Richard A. O'Keefe ok@atlas.otago.ac.nz
Fri, 20 Jul 2001 11:34:25 +1200 (NZST)


	I think you'll find Clean very similar to Haskell. The module system
	is different and there are some minor syntactical differences, but
	most everything you've learned about Haskell will also apply to
	Clean.
	
One thing I find extremely irritating is writing
    if Test then E1 else E2
in Haskell, but
    if (Test) (E1) (E2)
in Clean (yes, the parentheses are very often necessary).
For some reason this always trips me up.

Yes, I know that if *can* be a perfectly ordinary function in Clean,
and it's very clever of the Clean team to make it all work so well,
but the Haskell syntax here just seems to work out better, somehow.

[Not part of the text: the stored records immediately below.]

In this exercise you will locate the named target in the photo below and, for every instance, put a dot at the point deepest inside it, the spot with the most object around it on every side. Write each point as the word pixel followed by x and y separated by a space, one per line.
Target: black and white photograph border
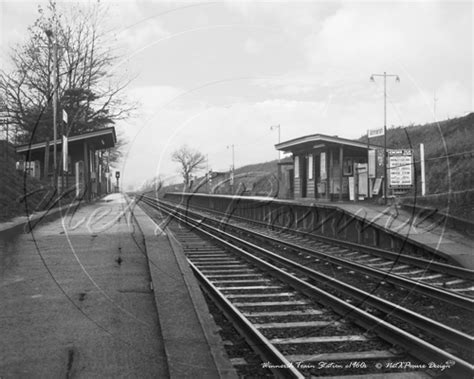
pixel 236 189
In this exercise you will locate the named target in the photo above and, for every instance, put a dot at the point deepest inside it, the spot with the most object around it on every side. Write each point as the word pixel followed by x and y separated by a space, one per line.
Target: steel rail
pixel 408 283
pixel 417 286
pixel 254 338
pixel 460 272
pixel 420 349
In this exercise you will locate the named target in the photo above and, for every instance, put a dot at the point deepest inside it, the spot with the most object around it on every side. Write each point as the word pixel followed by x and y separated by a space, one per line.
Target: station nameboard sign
pixel 400 167
pixel 371 133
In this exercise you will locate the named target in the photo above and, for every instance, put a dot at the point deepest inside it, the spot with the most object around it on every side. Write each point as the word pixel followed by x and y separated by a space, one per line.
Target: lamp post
pixel 49 34
pixel 397 78
pixel 232 168
pixel 273 128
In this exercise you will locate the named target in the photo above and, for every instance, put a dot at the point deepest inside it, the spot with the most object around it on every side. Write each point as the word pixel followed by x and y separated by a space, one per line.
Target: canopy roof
pixel 317 141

Another irritation is that
    f :: (x y -> z) (x -> y) x -> z
    f g h x = g x (h x)
in Clean, but
    f :: (x -> y -> z) -> (x -> y) -> (x -> z)
    f g h x = g x (h x)
in Haskell.  I understand why Clean distinguishes between
(x y -> z) and (x -> y -> z), although they are the "same" type;
I can see the use of it, but occasionally it requires me to write
a signature for the definition that is different from the way I want
to think about using it, and that's regrettable.

In an ideal world I'd be asking for an additional front end whose syntax
was much closer to Haskell's; in the real world there are more important
tasks I'd like the Clean team to be able to finish first.